Einen besonders witzigen Auftritt lieferte Peter Westerhoff, der mit „Pimp my Implant“ die Erforschung von Schulterprothesen zum Thema machte. Dass mehr Kraft auf die Schulter wirkt, wenn ein Mensch den Arm ausgestreckt zur Seite hält, als wenn er ihn anwinkelt, ließ für ihn nur einen Schluss zu: „Trinken ist besser als Anstoßen!“ Ilka Wagner versuchte mit zahlreichen „Bäähm“- und „Schwuppdiwupp“-Ausrufen unter dem Titel „Mit Haut und Haar“, dem kahlen Bruce Willis wieder zu einer vollen Haarpracht zu verhelfen. Ihr menschlicher Bioreaktor, der bei Medikamentenversuchen Tiere ersetzen soll, stieß beim Publikum auf großen Zuspruch.

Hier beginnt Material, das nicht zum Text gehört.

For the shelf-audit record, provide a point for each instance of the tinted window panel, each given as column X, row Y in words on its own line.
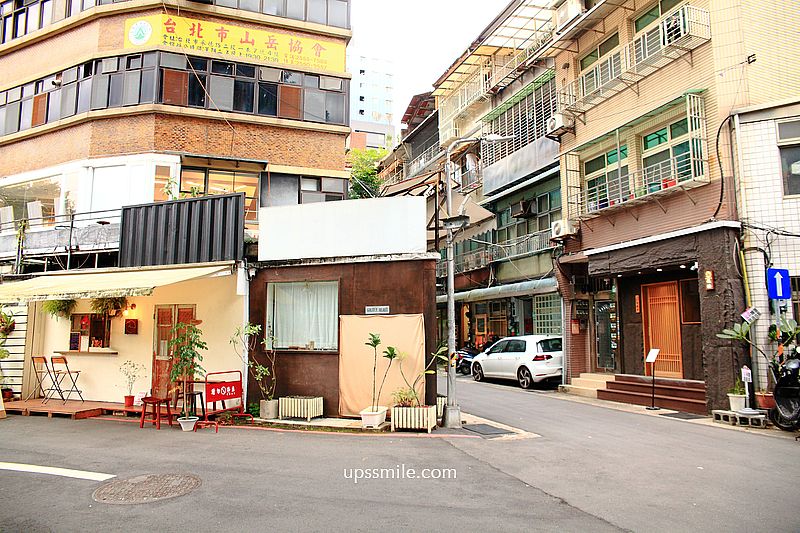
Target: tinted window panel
column 267, row 99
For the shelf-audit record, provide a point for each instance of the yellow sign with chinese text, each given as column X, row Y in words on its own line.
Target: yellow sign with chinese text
column 241, row 44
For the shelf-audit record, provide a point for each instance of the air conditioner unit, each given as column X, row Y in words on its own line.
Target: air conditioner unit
column 566, row 12
column 523, row 209
column 558, row 125
column 560, row 229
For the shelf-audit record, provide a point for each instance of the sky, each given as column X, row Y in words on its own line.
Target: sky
column 421, row 37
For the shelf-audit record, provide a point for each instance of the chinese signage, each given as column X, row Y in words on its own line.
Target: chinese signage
column 228, row 390
column 265, row 46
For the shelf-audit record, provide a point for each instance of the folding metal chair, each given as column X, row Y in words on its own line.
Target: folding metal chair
column 42, row 371
column 60, row 375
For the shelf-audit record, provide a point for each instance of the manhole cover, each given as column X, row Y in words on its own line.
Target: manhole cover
column 486, row 429
column 146, row 489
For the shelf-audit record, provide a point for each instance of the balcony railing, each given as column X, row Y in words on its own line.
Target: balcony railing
column 680, row 172
column 476, row 259
column 471, row 180
column 423, row 160
column 679, row 32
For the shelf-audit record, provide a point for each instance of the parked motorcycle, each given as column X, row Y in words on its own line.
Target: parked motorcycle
column 786, row 413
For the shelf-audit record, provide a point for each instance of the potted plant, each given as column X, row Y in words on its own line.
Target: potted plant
column 764, row 399
column 245, row 341
column 59, row 308
column 7, row 322
column 132, row 372
column 110, row 307
column 409, row 412
column 375, row 415
column 789, row 330
column 186, row 345
column 737, row 396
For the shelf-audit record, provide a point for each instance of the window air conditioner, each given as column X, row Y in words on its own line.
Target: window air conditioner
column 523, row 209
column 558, row 125
column 566, row 12
column 560, row 229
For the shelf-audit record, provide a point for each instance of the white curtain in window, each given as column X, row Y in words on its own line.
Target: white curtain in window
column 304, row 314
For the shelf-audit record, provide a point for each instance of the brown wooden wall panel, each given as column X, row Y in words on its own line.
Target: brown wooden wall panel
column 175, row 87
column 407, row 287
column 290, row 103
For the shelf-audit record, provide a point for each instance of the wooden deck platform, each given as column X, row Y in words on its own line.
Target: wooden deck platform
column 74, row 409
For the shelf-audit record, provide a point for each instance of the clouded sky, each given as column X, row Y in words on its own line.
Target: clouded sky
column 421, row 37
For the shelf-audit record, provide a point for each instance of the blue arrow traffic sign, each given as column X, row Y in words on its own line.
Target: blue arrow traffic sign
column 778, row 284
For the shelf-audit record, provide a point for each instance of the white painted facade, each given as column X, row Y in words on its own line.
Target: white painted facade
column 767, row 209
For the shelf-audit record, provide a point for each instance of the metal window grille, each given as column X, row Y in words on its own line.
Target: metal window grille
column 547, row 314
column 526, row 121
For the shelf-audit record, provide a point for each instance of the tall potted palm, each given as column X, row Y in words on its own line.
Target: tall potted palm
column 244, row 342
column 186, row 344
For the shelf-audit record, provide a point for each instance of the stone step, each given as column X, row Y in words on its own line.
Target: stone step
column 586, row 392
column 661, row 389
column 589, row 383
column 685, row 405
column 597, row 376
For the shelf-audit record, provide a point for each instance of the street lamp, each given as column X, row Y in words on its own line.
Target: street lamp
column 452, row 411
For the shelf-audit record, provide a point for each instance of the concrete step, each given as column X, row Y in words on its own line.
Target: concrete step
column 597, row 376
column 586, row 392
column 685, row 405
column 683, row 383
column 661, row 389
column 589, row 383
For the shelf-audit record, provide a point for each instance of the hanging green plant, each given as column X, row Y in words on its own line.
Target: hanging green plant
column 109, row 306
column 7, row 322
column 59, row 308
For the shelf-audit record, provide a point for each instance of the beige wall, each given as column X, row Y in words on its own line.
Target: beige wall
column 718, row 67
column 220, row 310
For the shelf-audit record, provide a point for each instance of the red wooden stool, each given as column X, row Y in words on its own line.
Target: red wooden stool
column 156, row 403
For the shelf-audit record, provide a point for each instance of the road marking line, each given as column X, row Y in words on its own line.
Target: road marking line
column 54, row 471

Ganz wissenschaftlich natürlich wurde dann der Sieger mittels technischer Messung des Applauses ermittelt. Das Publikum, von allen Beiträgen begeistert, kührte Ilka Wagner zu Siegerin, was vielleicht auch daran lag, dass sich im Publikum einige Leute mit etwas schütterem Haar befanden, die ihrem Vortrag mit ganz besonderem Interesse folgten.